Le titre n’est peut-être pas des plus accrocheurs et moi-même je m’y suis fait prendre en recevant l’information. Je me demandais pourquoi je devais parler d’un livre… Lamentable avant de me rendre compte que c’était le titre du premier roman de Sam Cyr, un comique de la jeune génération.
L’écriture, il y avait déjà goûté il y a quelques années. « Véronique Isabel Filion et moi avons tenu un blogue pendant quelques années, qui s’appelait Les Populaires », raconte Sam Cyr. « Et j’écrivais des textes avec beaucoup d’humour, et c’est aussi là que je me suis rendu compte que je voulais être comique et que j’aimais écrire. » Les deux étant complémentaires, sa vocation venait de naitre.
Le maitre mot qui colle au personnage et à l’auteur est : autodérision. Sam Cyr en a fait son credo aussi bien sur la scène que dans les pages de cette autofiction. Et dans la ligne de mire du regard qu’il porte sur lui-même : son poids et son long cheminement pour accepter son homosexualité. Bref, le fait d’en parler devant public ou de l’écrire l’a aidé à mieux vivre avec ses complexes et ses interrogations.
L’humour et le regard critique sous-tendent le récit du narrateur lorsqu’il raconte une tranche importante de [sa] vie de jeune adulte (vieil adolescent ?), soit le départ du nid parental pour voler de ses propres ailes ou, dans son cas, de tenter de voler.
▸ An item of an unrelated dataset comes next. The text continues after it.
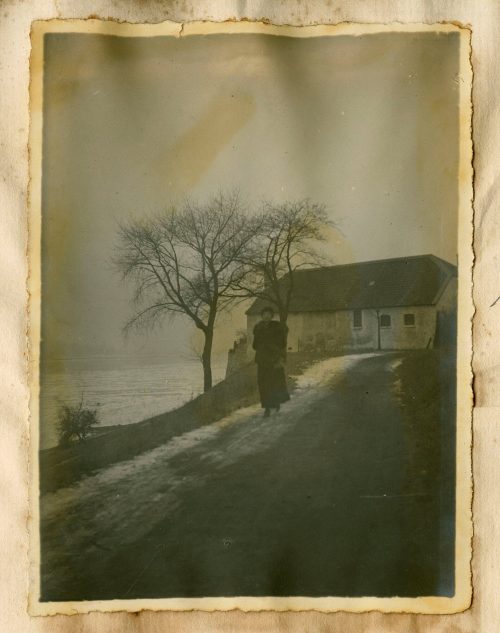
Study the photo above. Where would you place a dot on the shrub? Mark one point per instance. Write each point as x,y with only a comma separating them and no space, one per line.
75,422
Sam Cyr est originaire de la Gaspésie et il y a quelques années, il s’est installé à Sainte-Foy pour commencer des études universitaires, avec le désir profond de vivre totalement sa vie d’étudiant, tout en éprouvant une déchirure à l’idée de quitter le lieu de son enfance où, comme il le précise dans l’entrevue, il a été heureux entouré de parents aimants. Une enfance sans problème, sans traumatisme, sans même souffrir d’homophobie.
Et c’est bien là l’originalité de ce roman : on rit souvent sans tomber dans le mélodrame. Bien sûr, il y a des moments touchants où surgit toute la sensibilité de l’auteur, mais jamais on ne tombe dans des crises existentielles, sinon des crises de pleurs dont se moque le narrateur. Bien évidemment, quand on s’émancipe du milieu familial, on veut se fondre dans le monde que l’on pense s’être créé et faire comme à Rome. Le narrateur veut s’intégrer dans la vie estudiantine, fréquenter les bars, les boites et aussi coucher avec une fille, même si son regard détaille souvent le physique des étudiants mâles. Est-ce simplement pour leur envier leur ventre plat ou autre chose ?
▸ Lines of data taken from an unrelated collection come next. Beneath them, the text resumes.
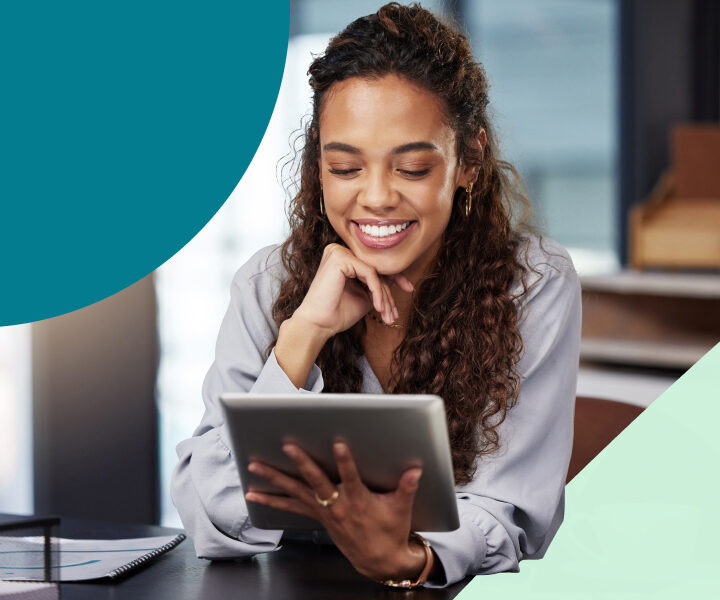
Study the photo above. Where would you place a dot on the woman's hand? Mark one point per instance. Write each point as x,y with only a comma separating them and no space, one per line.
370,529
343,291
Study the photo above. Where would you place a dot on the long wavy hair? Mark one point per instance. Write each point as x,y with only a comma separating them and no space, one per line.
462,340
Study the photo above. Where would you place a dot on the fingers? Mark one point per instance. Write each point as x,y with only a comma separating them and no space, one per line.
347,469
370,278
403,283
313,475
390,313
408,486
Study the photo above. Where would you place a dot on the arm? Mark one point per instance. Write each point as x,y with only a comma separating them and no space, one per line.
206,485
515,503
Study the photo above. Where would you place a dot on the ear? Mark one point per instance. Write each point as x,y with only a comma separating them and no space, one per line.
469,173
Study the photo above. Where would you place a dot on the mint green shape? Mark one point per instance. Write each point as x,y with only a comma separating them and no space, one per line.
642,520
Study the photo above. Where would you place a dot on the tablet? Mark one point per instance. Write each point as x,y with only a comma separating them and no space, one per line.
386,434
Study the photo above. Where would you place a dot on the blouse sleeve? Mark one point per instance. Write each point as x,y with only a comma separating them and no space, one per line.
206,485
514,505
« Cette période de ma vie était très excitante, je m’accrochais aussi à l’idée d’être hétérosexuel et, dans le livre, j’ai voulu aussi jouer d’honnêteté, d’humour, bien sûr, mais d’honnêteté sur ce que je pensais à l’époque, comme par exemple de ne pas accepter mon côté féminin », ajoute Sam Cyr. Mais surtout, l’auteur refuse toute posture victimaire face à ses tourments intérieurs, si bien qu’en refermant le livre on se retrouve à l’opposé de toute une frange de la littérature gaie qui présente souvent, à juste titre, des confessions douloureuses d’une sortie du placard parsemée d’embûches. Sam Cyr apporte pour sa part un vent de fraicheur, lui qui considère son écriture comme de la littérature pop. C’est le genre de livre que l’on peut apporter sur la plage, à lire en sirotant un cocktail, avec rires et sourires qui ne seront jamais bien loin.
Si Sam Cyr n’a pas dans ses tiroirs ni même en chantier un autre roman, il se prépare à une tournée québécoise à partir de février 2022. On pourra entre autres aller l’applaudir au Lion d’Or le 7 avril prochain. Ou encore le suivre avec la complicité de sa grande amie Marilène Gendron sur leur podcast : Tout le monde s’haït.